Why insurance should be part of your financial plan

Financial Planning

Insurance isn’t just about planning for life’s worst-case scenarios. It can and should play an active role in your overall financial and wealth transfer planning strategies.

There are a variety of ways insurance — be it life, long-term care or disability plans — can protect or even contribute to your wealth in a tax-efficient way.

  • Life insurance can protect or augment your legacy.
  • Long-term care insurance can provide income tax-free cash flow to fund long-term care.
  • Disability insurance can replace earned income lost to disability.

One insurance plan doesn’t fit all

There are as many types of insurance plans as there are clients, and purchasing insurance should be considered a planning, not transactional, perspective.

“Your insurance policies are unique and very individualized to your situation,” says Taylor Miller, senior vice president and national director of insurance premium financing at U.S. Bank Wealth Management. “Your estate plan, your legacy and your wishes after you’re gone must be taken into consideration.”

The most common need for life insurance is providing cash when your estate is being settled, but the possibilities start there.

  • Need to plan for the succession of your business? Life insurance can provide your family or business partners with funds to help assure an effective succession of ownership among family members or transfers between partners.
  • Need additional retirement income? Life insurance can be a useful tool to pool wealth with unique tax advantages for later in life.
  • Want to include charitable giving as part of your legacy? Life insurance can help you and your family pass on wealth to causes that you’ve selected.

Options to fund your premiums

Not only are insurance plans customizable, but how you choose to pay your premiums — the amount you pay for a given policy — can also be tailored.

“Your premiums can come from a variety of sources,” says Pat Edwards, a regional insurance specialist with U.S. Bancorp Investments. “I often joke that it’s not that people hate insurance, it’s that they don’t want to pay for it. So, it’s a matter of finding the dollars that are the least painful to fund the premiums.”

The funding source may simply be cash. You may also free up cash by reducing holdings, or you may generate cash by selling existing stock portfolio positions. There can also be income available through assets gifted to family members, such as investment real estate. Liquidating assets is another option, though that may have tax implications.

Financing your premiums is another route if you’d like to avoid losing assets to pay large premiums. As an example, life insurance premium financing can be a good option for a family with accumulated assets that would be subject to a large estate tax once they’re passed along to their heirs. These assets could include investments, privately-held businesses, or real estate.

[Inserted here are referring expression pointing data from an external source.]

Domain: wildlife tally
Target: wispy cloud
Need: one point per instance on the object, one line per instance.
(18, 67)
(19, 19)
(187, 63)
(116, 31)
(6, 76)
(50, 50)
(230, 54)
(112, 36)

“Your insurance policies are unique and very individualized to your situation. Your estate plan, legacy and wishes after you’re gone must be taken into consideration.”

“The family might need a large life insurance policy to pay for the estate tax coming their way,” Miller says. “Finding the necessary funds needed to pay high premiums can be a challenge. Financing can help by using a loan to cover the required premiums. Life insurance premium isn’t for everyone, but, within the right set of circumstances, it’s a fantastic tool to help the borrower maintain the assets they spent a lifetime accumulating.”

Review your insurance policies regularly

As time goes on, the performance of your insurance policies will often fluctuate, such as with interest rates. Other factors such as optimal ownership and beneficiary structures, exposure to negative tax treatment, the competitiveness of the policies, and other elements should be assessed.

As part of your annual financial plan review, a thorough analysis of your existing insurance policies may uncover potentially more attractively priced policies, stronger guarantees, and additional policy attributes. Ultimately, staying on top of your insurance policies is important because of their value. “Insurance contracts are many times a client’s largest unmanaged asset and pivotal to achieving planning outcomes,” Edwards says.